De esta forma, cuando empezó a sonar la música de El bueno, el feo y el malo, se oyeron algunos aplausos y un “¡olé!” que salieron de lo oscuro del pabellón. El melodramático sonido de la ocarina nativa americana y la flauta, a los que se sumaron después una guitarra country con esos arpegios fuera de tono, ya no es que recreasen llanuras infinitas, desiertos imposibles y duelos bajo el sol, sino que despertaron un extraño apego hacia la ensoñación, como esos cuentos que nos contaron de niños y que jamás dejaremos de creer en ellos ante los desajustes de la razón.
Por las pantallas se podía leer que el bloque orquestal correspondiente se llamaba La modernidad del mito de Sergio Leone. Y, ciertamente, hay algo de mitológico en la mejor obra de Morricone. Decir que un concierto suyo es un recorrido por las bandas sonoras de sus películas es como decir que Roma es simplemente un lugar repleto de monumentos. Hay un espíritu indescifrable sobrevolando el escenario similar al que se esconde por las calles de la ciudad eterna. Tal vez no se puede entender, pero siempre se puede intuir. Es magnético y evocador.
El llamado bloque social, que llegó tras una pausa de 20 minutos, fue más denso, aún con la voz sugerente de Dulce Pontes. Si acaso fue de un toque más industrial, con cierta angustia sonora y esas guitarras rugiendo por encima del chillido de los violines en las interpretaciones de La luz prodigiosa y Sacco y Vanzetti. Aunque luego se halló la calma con la deliciosa impronta de cuerdas de Corazones de hierro y se alcanzó un gran clímax con una Pontes fiera, cabalgando a lomos de la orquesta, en Queimada. Parecía la música perfecta para la batalla final de último capítulo de Juego de Tronos.

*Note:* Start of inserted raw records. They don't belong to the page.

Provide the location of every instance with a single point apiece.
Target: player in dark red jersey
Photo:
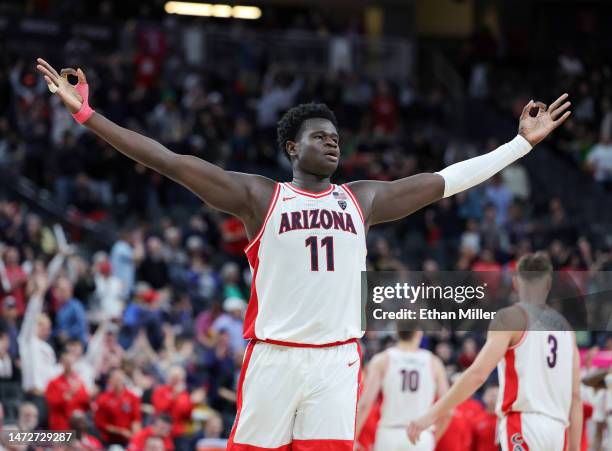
(322, 418)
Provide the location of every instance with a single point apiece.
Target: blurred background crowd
(122, 296)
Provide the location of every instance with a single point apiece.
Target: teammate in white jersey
(410, 379)
(538, 370)
(299, 380)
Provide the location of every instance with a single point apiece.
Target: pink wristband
(85, 112)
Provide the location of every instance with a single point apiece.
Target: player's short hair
(164, 417)
(534, 266)
(290, 124)
(406, 329)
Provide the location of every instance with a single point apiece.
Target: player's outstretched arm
(575, 427)
(441, 389)
(388, 201)
(232, 192)
(467, 384)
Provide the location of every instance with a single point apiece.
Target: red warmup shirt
(139, 440)
(116, 409)
(179, 407)
(485, 432)
(61, 408)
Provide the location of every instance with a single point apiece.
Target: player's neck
(310, 182)
(407, 345)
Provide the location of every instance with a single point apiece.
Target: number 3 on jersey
(328, 244)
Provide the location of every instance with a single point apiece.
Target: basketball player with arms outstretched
(299, 380)
(410, 379)
(538, 367)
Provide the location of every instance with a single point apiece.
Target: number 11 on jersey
(328, 244)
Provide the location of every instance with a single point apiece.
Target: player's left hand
(535, 128)
(417, 426)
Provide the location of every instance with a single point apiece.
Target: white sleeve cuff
(466, 174)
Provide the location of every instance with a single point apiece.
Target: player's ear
(291, 148)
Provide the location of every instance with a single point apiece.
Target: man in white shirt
(38, 361)
(599, 160)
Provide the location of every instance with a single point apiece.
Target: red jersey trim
(307, 345)
(510, 381)
(271, 206)
(524, 334)
(304, 192)
(354, 199)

Música absoluta. Esa que se apoderó de todo cuando Morricone y su batallón orquestal se lanzaron con La misión, una banda sonora de nuestros anhelos. Más que recorrer buena parte de la historia del cine, el melodrama de su obra parece transitar por todos los recovecos del alma humana. A fin de cuentas, como decía Ettore Scola, el cine es un espejo pintado. En ese espejo donde nos reflejamos todos, a veces, pasan cosas más allá de los márgenes de la paleta de colores. Eso que pasa puede que sea la música. Como la de Ennio Morricone, una música absoluta donde, con el corazón en un puño y el alma en silencio, sucede un remolino de vientos, voces, cuerdas y teclas con una sola imagen: la de la vida.